I write this for a reason, as always. I seldom write without purpose, which is why the flow of my blog is much slower than some of the others I interact with: I want to challenge you to counteract EVERY negative thought you have, about anything or anyone, with two positive thoughts. I don’t care what the situation is, if you think anything that is negative, you must think up two positive thoughts about that same situation, person, or item.
Example: God, it’s so freakin’ cold outside, I hate it. But, I have jackets to keep me warm and cozy even in this merciless wind, and a house to live in to protect me from winter’s grasp.
Okay, you don’t have to be that eloquent. That’s simply what my mind sounds like. But see? You see how, even with the simplest of negative thoughts, I thought of two postive and suddenly I am grateful, I am not upset or disgruntled even in the slightest. If anything, I felt happier after I did that. Happy that it was cold, happy that I had a place to go to, a way to stay warm.
Find beauty in the strangest places. Find optimism in the most hopeless of moments. Write them down if that helps you soldify your feelings.
And you know, the original challenge was to think of five positive for every negative. So if two ever becomes easy and not hard enough, try five. And I shall not be a hypocrite here; I have been attempting this for several days. I find it magical, and therefore I had to share it in this world of needing more.
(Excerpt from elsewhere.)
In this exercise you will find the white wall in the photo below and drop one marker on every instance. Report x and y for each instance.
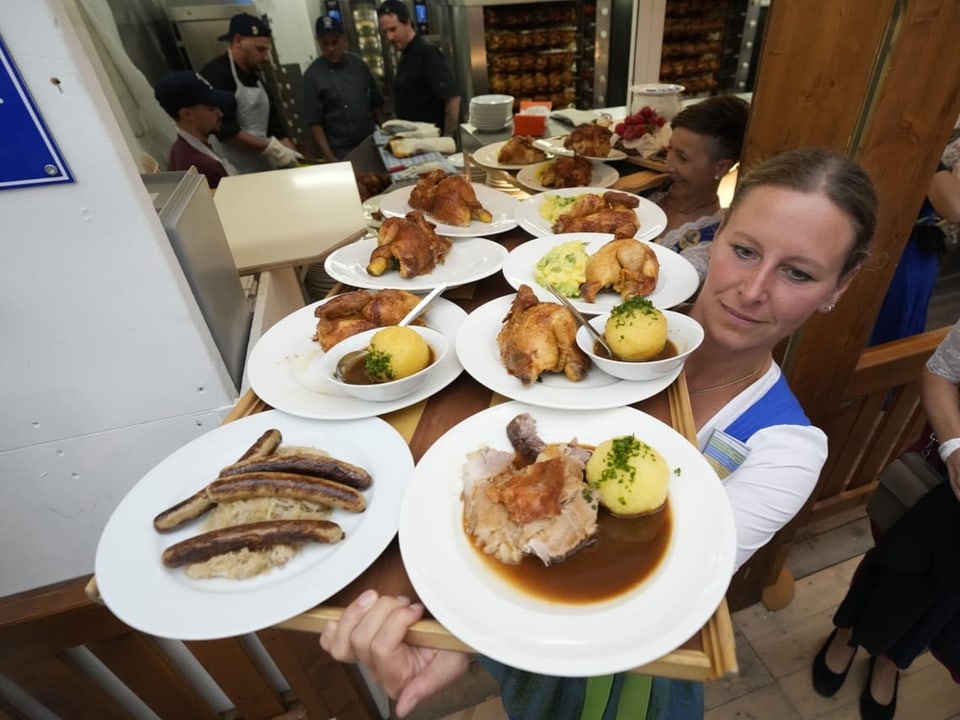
(107, 365)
Something to remember: Our society is built upon being unhappy with what you have. We are bombarded with advertising literally designed to make us look at ourselves and want more, need more, need whatever it is they want to sell us. We hear it on the radio, see it on billboards, TV’s, computers, buildings and bus stops. What you have is not enough, who you are is not good enough, what you look like is not beautiful enough. Realize it, remember it, and retaliate. I personally allow myself to feel angry at them, as if to say, “Who are you to tell me how to feel? Some board of people greedily deciding the best way to destroy my self-esteem cannot control me. I won’t allow it. I know who I am, and who I am does not need a new cellphone/Chanel perfume/low-fat yogurt instead of a coffee.”
Just food for thought. Now give the two-to-one a go.